Un groupe de travail pluraliste, initié par la députée Danielle Simonnet, a organisé plusieurs réunions à l’Assemblée nationale. Un colloque s’est tenu le 8 février dernier. À chaque étape, les députés LFI ont été absents. Et soudain, à quelques jours de la commémoration du 8 mai, une résolution tombe, isolée, signée par 70 élus LFI. C’est une faute politique.
Que reprochez-vous exactement à cette méthode ?
D’agir sans les collectifs, sans les initiateurs, sans les premiers concernés. Ce qui devait être une cause partagée devient une opération partisane. À un moment où l’extrême droite réhabilite l’idéologie coloniale, où les héritiers de l’immigration sont stigmatisés comme « ennemis intérieurs », nous avons besoin d’unité. Ce genre de stratégie divise. Et affaiblit les luttes. Ce que nous disons, c’est simple : ce qui se fait sans nous se fait contre nous.
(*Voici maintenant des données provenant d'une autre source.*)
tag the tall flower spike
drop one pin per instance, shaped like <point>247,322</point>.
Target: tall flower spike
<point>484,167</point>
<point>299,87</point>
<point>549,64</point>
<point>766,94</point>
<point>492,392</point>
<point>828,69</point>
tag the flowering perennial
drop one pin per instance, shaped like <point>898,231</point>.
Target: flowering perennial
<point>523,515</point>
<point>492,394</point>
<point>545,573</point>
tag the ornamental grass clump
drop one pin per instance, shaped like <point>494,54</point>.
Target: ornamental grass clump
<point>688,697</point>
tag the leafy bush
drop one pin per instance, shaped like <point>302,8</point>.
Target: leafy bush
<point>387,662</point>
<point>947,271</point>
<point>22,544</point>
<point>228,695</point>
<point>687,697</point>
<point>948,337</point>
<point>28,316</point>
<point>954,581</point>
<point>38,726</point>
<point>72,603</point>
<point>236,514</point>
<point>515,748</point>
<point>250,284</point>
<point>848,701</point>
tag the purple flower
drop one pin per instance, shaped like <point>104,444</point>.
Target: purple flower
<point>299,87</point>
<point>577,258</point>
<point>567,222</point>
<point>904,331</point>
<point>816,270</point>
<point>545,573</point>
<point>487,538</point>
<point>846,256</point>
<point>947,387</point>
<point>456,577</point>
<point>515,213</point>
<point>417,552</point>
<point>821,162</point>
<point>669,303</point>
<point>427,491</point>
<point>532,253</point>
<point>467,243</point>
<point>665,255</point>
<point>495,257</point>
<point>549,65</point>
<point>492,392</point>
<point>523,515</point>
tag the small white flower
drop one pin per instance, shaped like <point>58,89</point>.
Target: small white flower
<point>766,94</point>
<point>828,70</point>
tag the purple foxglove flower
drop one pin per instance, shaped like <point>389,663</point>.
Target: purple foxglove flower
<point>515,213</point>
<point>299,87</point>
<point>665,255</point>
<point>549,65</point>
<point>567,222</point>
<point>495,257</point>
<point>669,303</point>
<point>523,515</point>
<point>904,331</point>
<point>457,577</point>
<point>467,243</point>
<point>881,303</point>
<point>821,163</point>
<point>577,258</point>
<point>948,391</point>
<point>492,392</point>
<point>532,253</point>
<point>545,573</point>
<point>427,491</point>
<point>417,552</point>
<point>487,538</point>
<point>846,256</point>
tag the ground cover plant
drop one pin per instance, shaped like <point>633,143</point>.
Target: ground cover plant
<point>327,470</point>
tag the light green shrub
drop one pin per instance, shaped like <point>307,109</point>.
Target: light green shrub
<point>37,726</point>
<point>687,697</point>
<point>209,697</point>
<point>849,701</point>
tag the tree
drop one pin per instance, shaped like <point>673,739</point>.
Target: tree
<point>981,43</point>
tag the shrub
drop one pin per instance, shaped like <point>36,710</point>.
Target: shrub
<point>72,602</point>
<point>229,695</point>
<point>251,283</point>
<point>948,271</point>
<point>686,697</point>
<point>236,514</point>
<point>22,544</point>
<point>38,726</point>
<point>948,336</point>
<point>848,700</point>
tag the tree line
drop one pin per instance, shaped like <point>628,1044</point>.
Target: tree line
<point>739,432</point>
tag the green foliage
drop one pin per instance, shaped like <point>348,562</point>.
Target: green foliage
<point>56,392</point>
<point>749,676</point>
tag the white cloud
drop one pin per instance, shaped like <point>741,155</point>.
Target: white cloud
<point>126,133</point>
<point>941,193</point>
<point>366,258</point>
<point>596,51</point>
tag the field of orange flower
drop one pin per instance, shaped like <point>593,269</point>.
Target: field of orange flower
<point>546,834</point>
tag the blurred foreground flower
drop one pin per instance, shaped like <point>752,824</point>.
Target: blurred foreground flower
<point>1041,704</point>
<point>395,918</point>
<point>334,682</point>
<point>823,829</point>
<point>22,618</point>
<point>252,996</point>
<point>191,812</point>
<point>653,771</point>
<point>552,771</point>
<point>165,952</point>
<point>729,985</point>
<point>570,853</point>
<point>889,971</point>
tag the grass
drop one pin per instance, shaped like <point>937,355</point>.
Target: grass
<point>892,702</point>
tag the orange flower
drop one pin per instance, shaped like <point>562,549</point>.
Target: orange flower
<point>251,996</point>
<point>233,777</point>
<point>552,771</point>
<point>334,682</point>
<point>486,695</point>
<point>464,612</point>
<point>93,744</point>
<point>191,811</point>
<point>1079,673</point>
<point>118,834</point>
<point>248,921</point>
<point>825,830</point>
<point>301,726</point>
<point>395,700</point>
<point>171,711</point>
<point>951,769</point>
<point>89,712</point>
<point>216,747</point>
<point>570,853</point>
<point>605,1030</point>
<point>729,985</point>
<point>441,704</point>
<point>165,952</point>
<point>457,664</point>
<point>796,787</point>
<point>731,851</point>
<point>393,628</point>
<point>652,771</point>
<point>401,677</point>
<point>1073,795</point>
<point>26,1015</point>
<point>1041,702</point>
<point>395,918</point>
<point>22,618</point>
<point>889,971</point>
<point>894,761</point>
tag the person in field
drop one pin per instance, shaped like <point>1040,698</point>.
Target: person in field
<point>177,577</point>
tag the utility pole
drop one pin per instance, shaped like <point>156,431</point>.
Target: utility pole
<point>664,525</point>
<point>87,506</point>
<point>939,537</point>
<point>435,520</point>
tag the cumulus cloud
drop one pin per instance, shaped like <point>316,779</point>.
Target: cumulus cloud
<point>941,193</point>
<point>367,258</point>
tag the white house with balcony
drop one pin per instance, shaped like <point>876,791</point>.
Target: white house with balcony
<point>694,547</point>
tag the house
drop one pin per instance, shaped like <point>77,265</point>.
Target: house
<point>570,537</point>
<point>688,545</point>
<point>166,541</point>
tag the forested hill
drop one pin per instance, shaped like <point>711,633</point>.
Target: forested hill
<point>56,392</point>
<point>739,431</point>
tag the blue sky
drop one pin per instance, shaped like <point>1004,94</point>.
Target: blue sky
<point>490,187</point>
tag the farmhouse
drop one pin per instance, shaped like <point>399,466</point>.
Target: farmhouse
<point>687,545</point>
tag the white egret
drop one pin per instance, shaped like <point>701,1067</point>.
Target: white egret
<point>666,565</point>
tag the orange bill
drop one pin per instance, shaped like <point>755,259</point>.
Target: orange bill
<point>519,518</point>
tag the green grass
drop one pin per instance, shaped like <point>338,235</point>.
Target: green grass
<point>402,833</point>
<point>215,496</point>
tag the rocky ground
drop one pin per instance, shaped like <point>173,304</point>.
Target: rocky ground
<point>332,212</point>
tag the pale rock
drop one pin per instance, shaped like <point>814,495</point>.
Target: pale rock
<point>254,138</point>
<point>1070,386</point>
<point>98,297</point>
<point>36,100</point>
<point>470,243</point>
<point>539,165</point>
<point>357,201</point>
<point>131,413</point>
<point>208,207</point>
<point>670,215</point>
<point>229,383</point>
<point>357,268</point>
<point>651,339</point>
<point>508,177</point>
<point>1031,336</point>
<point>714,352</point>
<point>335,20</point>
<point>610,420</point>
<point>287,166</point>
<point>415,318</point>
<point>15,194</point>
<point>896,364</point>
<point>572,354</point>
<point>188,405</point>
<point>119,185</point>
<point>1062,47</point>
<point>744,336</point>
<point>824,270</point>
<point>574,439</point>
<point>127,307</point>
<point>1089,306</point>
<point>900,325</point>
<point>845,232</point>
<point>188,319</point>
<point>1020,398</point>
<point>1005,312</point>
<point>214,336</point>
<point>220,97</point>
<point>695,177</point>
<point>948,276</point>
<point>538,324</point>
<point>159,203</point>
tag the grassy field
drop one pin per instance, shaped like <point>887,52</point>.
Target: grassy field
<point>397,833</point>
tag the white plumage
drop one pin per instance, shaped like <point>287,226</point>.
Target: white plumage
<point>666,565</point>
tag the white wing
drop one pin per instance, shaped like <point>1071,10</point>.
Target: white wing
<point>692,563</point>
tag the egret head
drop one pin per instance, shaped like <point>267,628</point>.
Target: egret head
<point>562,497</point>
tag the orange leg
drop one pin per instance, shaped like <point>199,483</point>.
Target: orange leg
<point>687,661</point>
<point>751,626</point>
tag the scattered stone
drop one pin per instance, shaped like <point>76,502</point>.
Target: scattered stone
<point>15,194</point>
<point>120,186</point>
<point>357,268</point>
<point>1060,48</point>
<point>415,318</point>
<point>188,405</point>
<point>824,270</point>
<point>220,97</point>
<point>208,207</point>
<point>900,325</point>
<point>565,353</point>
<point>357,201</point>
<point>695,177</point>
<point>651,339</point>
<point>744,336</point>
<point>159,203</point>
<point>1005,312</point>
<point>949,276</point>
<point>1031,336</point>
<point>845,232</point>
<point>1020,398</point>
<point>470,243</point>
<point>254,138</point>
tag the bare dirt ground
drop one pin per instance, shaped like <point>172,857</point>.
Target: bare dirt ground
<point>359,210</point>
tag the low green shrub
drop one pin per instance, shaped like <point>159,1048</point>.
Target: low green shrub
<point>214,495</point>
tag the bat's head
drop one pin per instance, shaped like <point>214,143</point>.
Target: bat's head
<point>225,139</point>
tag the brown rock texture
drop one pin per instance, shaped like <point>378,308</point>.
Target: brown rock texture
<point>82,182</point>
Et maintenant, que proposez-vous ?
Que cette proposition de résolution soit reprise, retravaillée, ouverte. Qu’elle soit discutée avec toutes les forces du Nouveau Front Populaire. Qu’elle intègre les apports du travail collectif engagé depuis des mois. C’est la seule façon de rendre justice à cette mémoire. Et de construire une reconnaissance digne de ce nom, à la hauteur de ce qu’exige la vérité historique.